Fantasy / Sci-fi

War of the Flowers

Written By: Tad Williams

Published By: DAW Books

Reviewed by Rowena Kemp


             The beauty of the internet is the network of friends abroad. One particular day I was chatting to a friend in Canada, a man who worked on the same account as me for IBM, and he suggested I read Tad Williams. He initially suggest Williams’ series of books called Otherland, but it proved rather difficult to find the series.  Instead, I found one of his newer books, a one shot called The War of the Flowers.

            Imagine if you will, being thrown into a land you’d always believed was just fiction. While trying to wrap your head around your strange and unbelievable surroundings, things started to get a whole lot stranger and suddenly you discover that somehow, for reasons that escape you like the night you went drinking with your pals, you’re part of something stirring under the very foundations of the world - the unimaginable world that is!

            Well that’s exactly the predicament Theo Vilmos has found himself in. Theo is just a young man, a singer in a struggling band, when his life takes a horrible turn and leaves him mentally numb. While sorting through his mother’s personals one day, he discovers a letter addressed to her by his Uncle Eamonn and a key. He discovers a manuscript, written by his uncle, that seems more like a novel - a fairytale of strange places and people; a journey to a world…a magical world.  But the more Theo reads it, the more he gets the feeling that the book wasn’t a novel, but a true account - a diary. Soon enough, Theo is catapulted, almost literally, into this world and into events leading up to a devastating war.

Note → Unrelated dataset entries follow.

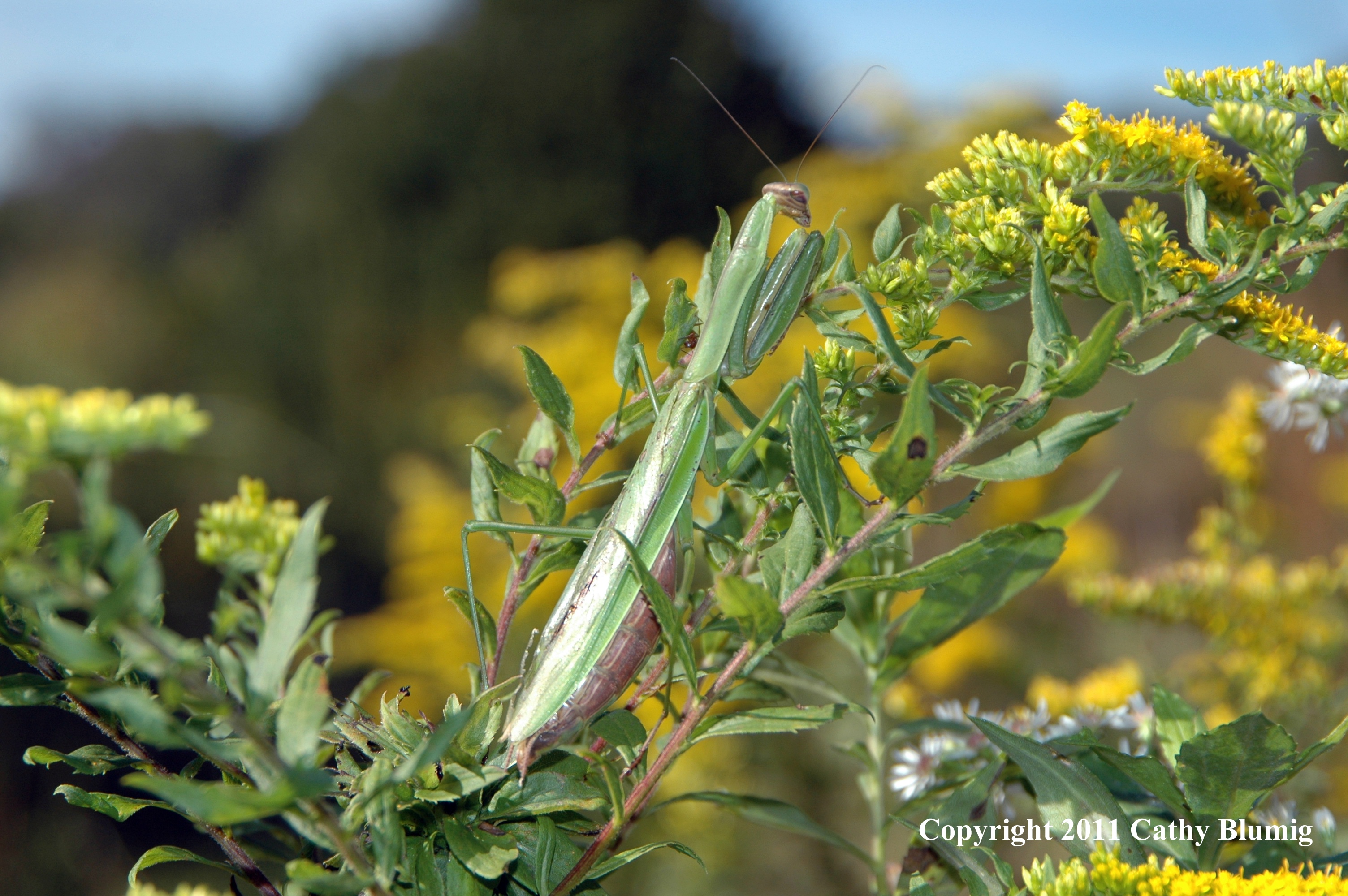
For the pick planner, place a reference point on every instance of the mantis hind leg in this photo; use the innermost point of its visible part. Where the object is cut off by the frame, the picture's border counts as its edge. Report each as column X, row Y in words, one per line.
column 519, row 529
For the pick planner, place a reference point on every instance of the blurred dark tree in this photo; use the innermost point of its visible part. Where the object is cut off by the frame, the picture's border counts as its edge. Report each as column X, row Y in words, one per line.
column 311, row 284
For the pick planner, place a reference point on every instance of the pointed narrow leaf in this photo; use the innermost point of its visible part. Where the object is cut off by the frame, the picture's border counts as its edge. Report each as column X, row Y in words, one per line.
column 993, row 569
column 292, row 607
column 816, row 468
column 1117, row 278
column 1179, row 351
column 1050, row 324
column 1196, row 217
column 887, row 235
column 486, row 624
column 550, row 396
column 1048, row 451
column 751, row 605
column 119, row 809
column 161, row 855
column 1176, row 721
column 542, row 498
column 772, row 813
column 611, row 866
column 680, row 320
column 1228, row 770
column 27, row 527
column 1093, row 356
column 772, row 720
column 1068, row 515
column 625, row 362
column 902, row 470
column 1064, row 790
column 484, row 855
column 302, row 712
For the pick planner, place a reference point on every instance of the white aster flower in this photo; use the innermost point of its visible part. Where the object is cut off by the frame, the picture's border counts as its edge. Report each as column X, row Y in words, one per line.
column 1307, row 401
column 914, row 768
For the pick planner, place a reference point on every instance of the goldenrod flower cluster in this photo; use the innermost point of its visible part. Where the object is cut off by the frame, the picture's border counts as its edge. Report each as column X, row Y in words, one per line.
column 1285, row 335
column 1276, row 630
column 1316, row 91
column 247, row 534
column 1234, row 445
column 43, row 422
column 1099, row 689
column 1109, row 875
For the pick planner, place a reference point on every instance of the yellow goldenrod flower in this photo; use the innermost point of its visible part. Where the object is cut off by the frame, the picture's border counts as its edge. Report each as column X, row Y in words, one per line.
column 1109, row 875
column 247, row 534
column 1285, row 335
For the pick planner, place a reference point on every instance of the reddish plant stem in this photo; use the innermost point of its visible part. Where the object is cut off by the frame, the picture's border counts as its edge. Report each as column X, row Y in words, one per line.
column 605, row 441
column 233, row 851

            In my opinion, Tad Williams did not write this engaging fantasy, he created it, like a carpenter crafts a special chair. Every page, every chapter leading up to the climax is perfectly carved out. He leaves no sharp edges, no unanswered questions, as he pushes you encouragingly through the story. Williams’ imagination is one with no chains or limits, and one can definitely witness this in War of The Flowers.